Deportada con vuelta

Mercedes está triste. "Todavía tengo que pagar más de 300.000 pesetas de deuda por venir aquí. Como la primera vez me deportaron, tengo que pagar los dos viajes. Gano 65.000 pesetas y ahorro todo lo que puedo para los cuatro hijos que dejé all. Su falta me tiene mortificada, pero hasta que no arregle los papeles no puedo volver a verlos", dice. Las testigos le hablan de la Biblia y escucha con atención. Quiere estudiar, progresar.

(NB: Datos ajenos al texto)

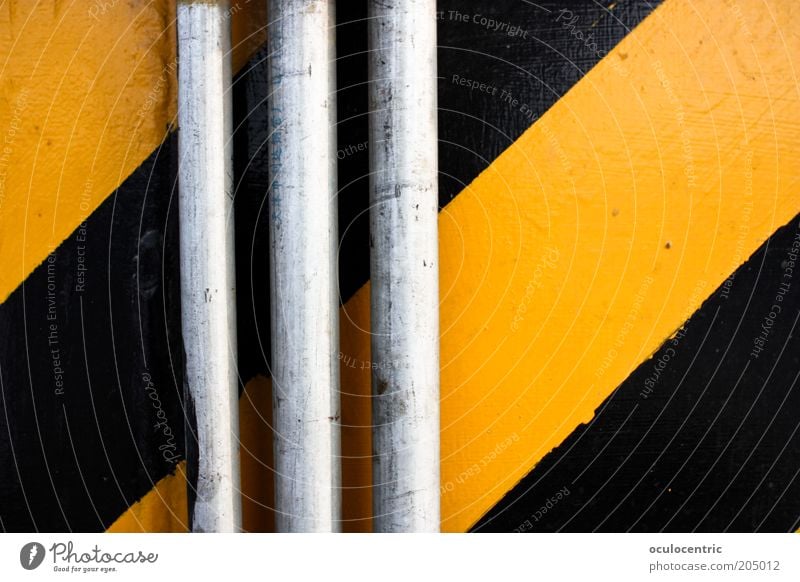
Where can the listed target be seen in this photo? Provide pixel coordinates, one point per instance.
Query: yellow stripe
(604, 227)
(88, 93)
(163, 509)
(589, 241)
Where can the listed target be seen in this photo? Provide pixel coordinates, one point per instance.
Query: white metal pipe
(404, 265)
(304, 283)
(208, 292)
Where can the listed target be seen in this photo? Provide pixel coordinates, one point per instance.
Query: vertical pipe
(404, 265)
(207, 258)
(303, 244)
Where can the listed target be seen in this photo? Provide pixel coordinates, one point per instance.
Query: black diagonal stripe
(75, 461)
(90, 416)
(535, 52)
(704, 436)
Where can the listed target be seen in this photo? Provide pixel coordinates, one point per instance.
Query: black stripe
(89, 358)
(76, 461)
(704, 436)
(537, 64)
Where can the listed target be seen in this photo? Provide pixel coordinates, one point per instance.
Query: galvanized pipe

José Dolores sale de la cabina telefónica, que luce carteles de la campaña institucional contra el racismo. "Yo soy del mismo pueblo que Lucrecia y me vine después de que la mataran. No me desanimé a hacerlo, porque en mi país no veía salidas". En la República Dominicana era policía, ahora busca cualquier trabajo.

"A mí no me han molestado nunca. Me llevo bien con casi todo el mundo", dice un poco más allá Corina. Tiene 18 años y ganas de salir adelante. Ha seguido los pasos de su tía Dominga, de 37 años, que la acompaña.

"Venimos a la plaza porque aquí se siente uno en familia", dice la mayor. Dominga recuerda la muerte de Lucrecia y confiesa que ha sentido miedo "en algún momento". "A veces dicen de los cascos pelados, de los rapados, pero no me ha pasado nada", matiza. Ya no aconseja a más familiares que vengan: "Con la crisis, las cosas están aquí como allí".